Метод Часових Перестановок На Основі Марківських Моделей

The paper proposes a Markov-based permutation method designed to optimize ensembles of complex signals in the time domain under conditions of interference and stochastic uncertainty. The distinctive feature of the method is a forecast-oriented selection of time-segment permutations, implemented through Markov modeling of state transitions within the signal ensemble. Unlike conventional approaches that rely only on the current correlation level, the proposed method incorporates the predicted ensemble dynamics, allowing minimization of the risk of transition to highly correlated states and maintaining the temporal stability of signal structures. Within the developed framework, a set of candidate permutations in the time domain is generated, for each of which the expected value of the predicted correlation and the entropy-based uncertainty measure are calculated. The integral optimality criterion provides a comprehensive assessment of the energy balance and structural-temporal coherence of the ensemble.

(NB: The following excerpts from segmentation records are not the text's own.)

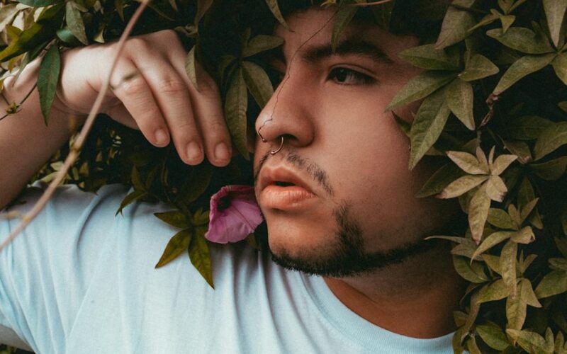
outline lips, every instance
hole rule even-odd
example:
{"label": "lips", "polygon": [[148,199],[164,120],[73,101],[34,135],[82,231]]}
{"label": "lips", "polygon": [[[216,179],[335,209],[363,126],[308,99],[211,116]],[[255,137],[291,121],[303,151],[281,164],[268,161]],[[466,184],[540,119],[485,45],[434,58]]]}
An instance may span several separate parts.
{"label": "lips", "polygon": [[264,166],[260,173],[259,202],[265,209],[292,210],[305,207],[316,195],[293,170]]}

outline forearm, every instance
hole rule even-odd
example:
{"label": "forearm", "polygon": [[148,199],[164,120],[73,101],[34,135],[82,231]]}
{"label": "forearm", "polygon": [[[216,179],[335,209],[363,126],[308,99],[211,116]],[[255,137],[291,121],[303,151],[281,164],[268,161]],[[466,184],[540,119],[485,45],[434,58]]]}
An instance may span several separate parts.
{"label": "forearm", "polygon": [[[20,103],[37,81],[38,62],[30,63],[16,81],[6,79],[3,93],[8,102]],[[0,101],[4,114],[8,104]],[[0,120],[0,208],[13,199],[26,183],[69,139],[66,115],[52,110],[49,125],[41,113],[38,89],[19,111]]]}

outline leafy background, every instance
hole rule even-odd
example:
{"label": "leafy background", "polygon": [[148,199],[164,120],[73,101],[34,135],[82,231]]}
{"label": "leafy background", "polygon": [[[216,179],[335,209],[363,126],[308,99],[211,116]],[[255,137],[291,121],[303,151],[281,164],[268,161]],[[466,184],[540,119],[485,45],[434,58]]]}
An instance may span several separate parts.
{"label": "leafy background", "polygon": [[[369,16],[422,40],[400,56],[424,72],[388,108],[422,100],[412,124],[393,114],[411,142],[409,168],[431,156],[446,161],[416,197],[458,198],[468,222],[463,234],[432,235],[454,243],[455,269],[469,284],[454,313],[455,352],[567,353],[567,0],[366,2],[320,4],[336,9],[333,40],[353,18]],[[66,182],[86,190],[131,185],[120,210],[135,200],[161,200],[178,210],[156,215],[179,228],[157,266],[186,252],[213,286],[203,236],[208,199],[223,185],[252,183],[247,136],[273,93],[264,56],[281,44],[270,33],[278,21],[286,25],[285,14],[300,3],[158,0],[136,25],[135,34],[178,32],[189,50],[189,78],[198,86],[196,61],[219,84],[241,154],[224,169],[188,166],[172,147],[153,148],[137,132],[99,118]],[[116,39],[137,6],[3,2],[2,77],[43,55],[38,88],[47,117],[61,50]],[[441,30],[432,36],[433,27],[424,24],[437,20]],[[21,104],[9,103],[8,119]],[[35,179],[49,181],[69,149]],[[256,246],[265,241],[257,234],[248,239]]]}

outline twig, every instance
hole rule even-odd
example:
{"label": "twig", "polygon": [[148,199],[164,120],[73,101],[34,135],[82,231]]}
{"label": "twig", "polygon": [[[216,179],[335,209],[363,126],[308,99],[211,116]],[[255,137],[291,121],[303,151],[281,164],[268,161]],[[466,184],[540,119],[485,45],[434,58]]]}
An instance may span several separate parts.
{"label": "twig", "polygon": [[96,114],[98,113],[99,110],[102,105],[103,100],[105,98],[105,95],[108,89],[108,86],[110,85],[111,76],[116,69],[116,64],[118,62],[118,58],[120,57],[120,55],[124,47],[124,42],[126,41],[126,38],[128,38],[128,37],[130,35],[130,33],[132,32],[132,29],[134,28],[134,25],[136,23],[136,22],[137,22],[137,20],[142,15],[142,12],[146,8],[149,1],[150,0],[142,0],[140,6],[136,9],[136,11],[132,16],[132,18],[130,18],[130,21],[128,21],[124,32],[122,33],[122,35],[120,35],[120,40],[117,44],[118,48],[116,50],[116,54],[114,56],[112,66],[111,67],[111,71],[103,83],[102,87],[101,88],[101,91],[99,92],[99,96],[96,96],[96,100],[94,101],[94,104],[93,105],[92,108],[91,108],[91,111],[89,113],[89,116],[86,118],[84,125],[81,130],[79,137],[77,137],[77,139],[73,144],[73,146],[71,147],[71,151],[69,152],[67,159],[65,159],[65,161],[63,163],[63,166],[60,170],[59,170],[59,172],[55,178],[51,182],[51,183],[50,183],[47,189],[45,190],[41,198],[39,199],[39,200],[38,200],[32,210],[25,215],[23,217],[22,217],[22,222],[20,223],[20,224],[18,225],[18,227],[16,227],[16,228],[10,234],[8,238],[6,239],[6,240],[4,240],[1,244],[0,244],[0,252],[1,252],[4,247],[8,246],[12,241],[13,241],[13,239],[16,239],[20,232],[21,232],[45,207],[47,201],[49,201],[50,198],[51,198],[52,195],[55,193],[55,188],[65,177],[67,173],[69,171],[69,169],[79,156],[79,153],[81,151],[81,148],[86,139],[86,136],[89,135],[89,132],[90,132],[91,128],[93,126],[93,123],[94,123]]}

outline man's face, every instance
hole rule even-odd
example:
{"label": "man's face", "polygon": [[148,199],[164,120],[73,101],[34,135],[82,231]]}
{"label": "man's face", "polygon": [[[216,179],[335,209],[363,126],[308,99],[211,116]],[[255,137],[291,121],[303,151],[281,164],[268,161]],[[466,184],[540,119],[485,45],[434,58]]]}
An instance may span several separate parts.
{"label": "man's face", "polygon": [[[430,169],[408,170],[408,139],[384,111],[419,73],[397,55],[417,39],[351,26],[333,52],[333,13],[310,8],[288,19],[293,32],[276,29],[284,76],[256,122],[267,142],[254,170],[275,260],[342,276],[419,253],[454,207],[414,197]],[[415,108],[397,113],[410,120]]]}

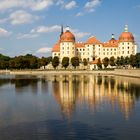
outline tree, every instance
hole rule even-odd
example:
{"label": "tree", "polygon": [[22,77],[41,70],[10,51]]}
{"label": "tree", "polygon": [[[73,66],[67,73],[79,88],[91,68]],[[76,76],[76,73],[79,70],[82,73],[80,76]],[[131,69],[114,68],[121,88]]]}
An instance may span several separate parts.
{"label": "tree", "polygon": [[105,57],[105,58],[103,59],[103,64],[104,64],[104,67],[107,68],[107,66],[108,66],[108,64],[109,64],[109,59],[108,59],[108,57]]}
{"label": "tree", "polygon": [[140,68],[140,53],[136,54],[136,67]]}
{"label": "tree", "polygon": [[69,57],[64,57],[62,59],[62,66],[66,69],[69,66]]}
{"label": "tree", "polygon": [[54,67],[54,69],[56,69],[56,67],[59,65],[59,58],[57,56],[55,56],[52,59],[52,66]]}
{"label": "tree", "polygon": [[97,61],[97,66],[98,66],[99,69],[102,69],[102,62],[101,62],[100,58]]}
{"label": "tree", "polygon": [[117,57],[116,64],[117,66],[120,66],[120,57]]}
{"label": "tree", "polygon": [[125,65],[125,59],[124,59],[123,56],[121,56],[121,58],[120,58],[120,65],[121,66],[124,66]]}
{"label": "tree", "polygon": [[87,66],[88,65],[88,61],[87,61],[86,58],[83,59],[83,64],[84,64],[84,66]]}
{"label": "tree", "polygon": [[136,56],[135,56],[135,55],[131,55],[131,56],[130,56],[129,64],[130,64],[132,67],[135,67],[135,66],[136,66]]}
{"label": "tree", "polygon": [[71,58],[71,64],[76,69],[76,67],[79,66],[79,58],[78,57],[72,57]]}
{"label": "tree", "polygon": [[114,58],[114,56],[110,57],[109,64],[110,64],[110,66],[115,66],[115,58]]}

Introducing the uncertainty coefficient β enables adaptive control of the trade-off between decorrelation speed and ensemble stability: at β ≈ 0,15, the number of state transitions decreases by about 60 % with minimal loss in forecast accuracy. Experimental studies performed for broadband communication signals with a sampling frequency of 10 MHz demonstrated a reduction of the average mutual correlation coefficient from 0,496 to 0,272 (≈ 45 %) and an improvement of the integrated side-lobe level (ISL) by ≈ 3 dB. The spectral flatness measure (SFM) increased from 0,67 to 0,83, confirming improved structural organization and temporal alignment of the ensemble. It was shown that algorithmic convergence is achieved within 10–12 iterations. Thus, the developed method ensures adaptive minimization of mutual correlation, stabilization of energy parameters, and enhancement of interference immunity of complex signal ensembles. The obtained results confirm the effectiveness of the proposed approach for application in cognitive telecommunication environments with multiple access and dynamically varying transmission conditions.